Gallardo buscó lo mismo de siempre: presión alta, líneas juntas, pequeñas sociedades. Armó los tándem Solari-Sánchez por derecha y Urribarri-Ferreyra por la otra banda. Y desde las orillas, River empezó a inquietar a Central. Una pared por izquierda y el posterior centro de Urribarri, encontró a Simeone, que la tocó de primera, pero el balón dio en el travesaño.

Al rato, Caranta ahogó el grito de Driussi, quien mediante un anticipo la punteó y el arquero le metió el manotazo cuando el balón se metía en el arco.

¿Y el rival? En el primer tiempo, se la pasó tirándole pelotazos a los grandotes, Abreu y Valencia. Cuando llegó lo hizo por un error de River. De un mal rechazo de Guido Rodríguez, Encina la metió en el área y Valencia la cabeceó afuera.

En el arranque del complemento, otra vez por una defectuosa salida, en este caso de Pezzella, el colombiano tuvo el primer gol de la noche, pero Chiarini respondió con solvencia. A esa altura, Central había podido plantarse más arriba. Aunque, raramente, al rato Russo prescindió de Valencia y puso a Niell.

Como River ya no estaba fino como en el primer tiempo, el Muñeco entendió que había que ganar más peso arriba. Rojas entró por un impreciso Ferreyra y Mora por Martínez, intrascendente en la noche sanjuanina. Así, Driussi se tiró más atrás, en una posición que conoce de inferiores.

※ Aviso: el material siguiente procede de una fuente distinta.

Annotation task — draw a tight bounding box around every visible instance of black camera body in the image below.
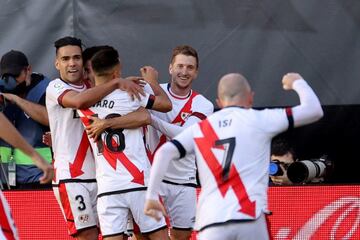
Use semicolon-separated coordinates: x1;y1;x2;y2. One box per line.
269;156;333;183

El gol pudo llegar por un zurdazo de Guido Rodríguez que desvió Caranta. También por un fierrazo del Cholito Simeone, que otra vez dio en el travesaño. Otra vez Gio lo tuvo con un cabezazo que se fue arriba. Urribarri le pegó con su pierna inhábil, la derecha, y el tiro no entró de milagro con el uno Canalla haciendo vista. Hubiera sido una injusticia si en la última la metía Abreu, pero Chiarini achicó perfecto ante el “pique” del uruguayo.

Por chances y propuesta, River mereció ganar. El equipo, sin redondear una gran actuación, le respondió a Gallardo. En los penales, Central metió todo. Y Urribarri le regaló su penal a Caranta.

Poco para reprochar. Ahora, a enfocarse en el bicampeonato y en la Sudamericana.